Document Parsing Tool for Language Translation and Web Crawling using Django REST Framework
Kruthika Alnavar,R Uday Kumar,C Narendra Babu
DOI: https://doi.org/10.1088/1742-6596/1962/1/012018
2021-07-01
Journal of Physics: Conference Series
Abstract:Abstract There are 7.5 billion inhabitants and over 7,117 languages existing around the world, but only 20% of the people speak English. To understand the wisdom and knowledge of other cultures language translation becomes a basic need. In this paper, a computer-assisted document parsing tool is investigated.

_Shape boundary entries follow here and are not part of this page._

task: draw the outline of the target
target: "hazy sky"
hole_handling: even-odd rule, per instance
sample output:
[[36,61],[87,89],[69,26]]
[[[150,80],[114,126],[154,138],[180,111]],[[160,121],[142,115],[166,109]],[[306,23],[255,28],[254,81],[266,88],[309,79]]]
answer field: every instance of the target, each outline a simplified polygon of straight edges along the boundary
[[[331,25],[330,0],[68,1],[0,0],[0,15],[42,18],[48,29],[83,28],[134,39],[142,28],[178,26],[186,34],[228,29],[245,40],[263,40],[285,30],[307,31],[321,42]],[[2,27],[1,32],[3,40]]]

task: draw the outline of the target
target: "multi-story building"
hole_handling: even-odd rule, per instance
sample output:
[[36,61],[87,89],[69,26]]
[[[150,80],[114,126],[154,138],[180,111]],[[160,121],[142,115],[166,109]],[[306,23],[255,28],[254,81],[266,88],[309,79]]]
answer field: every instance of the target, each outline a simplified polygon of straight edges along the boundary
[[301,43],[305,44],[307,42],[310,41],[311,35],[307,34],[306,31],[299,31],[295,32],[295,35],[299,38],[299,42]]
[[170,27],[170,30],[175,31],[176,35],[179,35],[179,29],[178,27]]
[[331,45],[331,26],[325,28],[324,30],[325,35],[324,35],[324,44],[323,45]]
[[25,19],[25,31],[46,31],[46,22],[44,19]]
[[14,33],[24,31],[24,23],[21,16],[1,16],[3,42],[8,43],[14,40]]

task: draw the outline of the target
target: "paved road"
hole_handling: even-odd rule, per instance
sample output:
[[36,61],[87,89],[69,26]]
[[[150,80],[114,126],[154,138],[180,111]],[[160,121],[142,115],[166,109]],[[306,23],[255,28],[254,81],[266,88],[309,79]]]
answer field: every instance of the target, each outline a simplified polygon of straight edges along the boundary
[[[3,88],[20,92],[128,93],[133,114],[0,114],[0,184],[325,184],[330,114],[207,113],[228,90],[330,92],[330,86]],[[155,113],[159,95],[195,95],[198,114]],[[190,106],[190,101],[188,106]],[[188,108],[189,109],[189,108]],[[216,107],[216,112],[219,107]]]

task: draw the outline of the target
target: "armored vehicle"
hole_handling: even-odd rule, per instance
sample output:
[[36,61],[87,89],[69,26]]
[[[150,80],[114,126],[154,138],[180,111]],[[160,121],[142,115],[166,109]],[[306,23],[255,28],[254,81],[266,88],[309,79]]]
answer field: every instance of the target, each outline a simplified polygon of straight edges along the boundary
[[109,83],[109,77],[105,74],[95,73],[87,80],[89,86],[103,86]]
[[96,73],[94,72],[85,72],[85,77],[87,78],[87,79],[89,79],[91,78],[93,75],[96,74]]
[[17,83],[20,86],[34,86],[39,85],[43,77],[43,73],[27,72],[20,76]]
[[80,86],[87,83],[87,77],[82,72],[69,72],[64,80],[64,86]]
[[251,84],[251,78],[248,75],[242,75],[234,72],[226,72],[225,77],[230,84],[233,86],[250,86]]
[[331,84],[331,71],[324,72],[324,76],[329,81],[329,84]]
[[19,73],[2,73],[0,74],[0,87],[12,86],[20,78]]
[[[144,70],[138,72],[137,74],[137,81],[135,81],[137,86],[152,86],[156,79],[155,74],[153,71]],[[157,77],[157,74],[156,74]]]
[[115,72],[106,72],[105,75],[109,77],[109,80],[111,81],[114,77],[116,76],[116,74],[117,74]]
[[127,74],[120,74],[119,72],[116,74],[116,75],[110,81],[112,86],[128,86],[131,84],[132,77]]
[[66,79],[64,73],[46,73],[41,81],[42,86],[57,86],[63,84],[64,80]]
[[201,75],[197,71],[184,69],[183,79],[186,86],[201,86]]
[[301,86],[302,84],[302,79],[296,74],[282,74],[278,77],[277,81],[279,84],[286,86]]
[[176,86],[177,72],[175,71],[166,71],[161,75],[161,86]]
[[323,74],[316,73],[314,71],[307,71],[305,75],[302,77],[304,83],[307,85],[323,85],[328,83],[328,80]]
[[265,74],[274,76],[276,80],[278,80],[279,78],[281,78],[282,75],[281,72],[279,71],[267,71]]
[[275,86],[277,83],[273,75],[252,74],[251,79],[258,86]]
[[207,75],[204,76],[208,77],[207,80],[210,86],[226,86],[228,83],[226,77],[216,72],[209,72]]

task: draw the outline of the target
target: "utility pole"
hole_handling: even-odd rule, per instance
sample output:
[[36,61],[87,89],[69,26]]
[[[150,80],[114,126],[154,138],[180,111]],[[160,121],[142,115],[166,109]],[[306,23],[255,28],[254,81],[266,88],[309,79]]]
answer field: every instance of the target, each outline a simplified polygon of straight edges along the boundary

The proposed approach uses a language translator that performs translation from images eliminating the need of a human translator for images avoiding the scope for misinterpretation and misunderstanding among people of different ethnic groups. The proposed tool is also capable of performing web crawling using Django Representational State Transfer framework. Further, the proposed approach employs Python packages such as pytesseract, textblob and beautifulsoup to perform Optical Character Recognition, Translation and Extraction of Hypertext Markup Language data respectively. Experimental results of translation on four different categories of images such as Maps, Comics, Newspapers and Magazines, Scientific Publications demonstrate an accuracy of 97.2%, 93.3%, 95.82% and 98.27% respectively. By considering websites like E-commerce, Magazines, Blogs, Social Media, News and Educational sites average precision of 5.4, recall of 7.45 and F-score of 6.24 is achieved. The results reveal that the proposed system can be used as an improvement over a human translator and a data entry operator.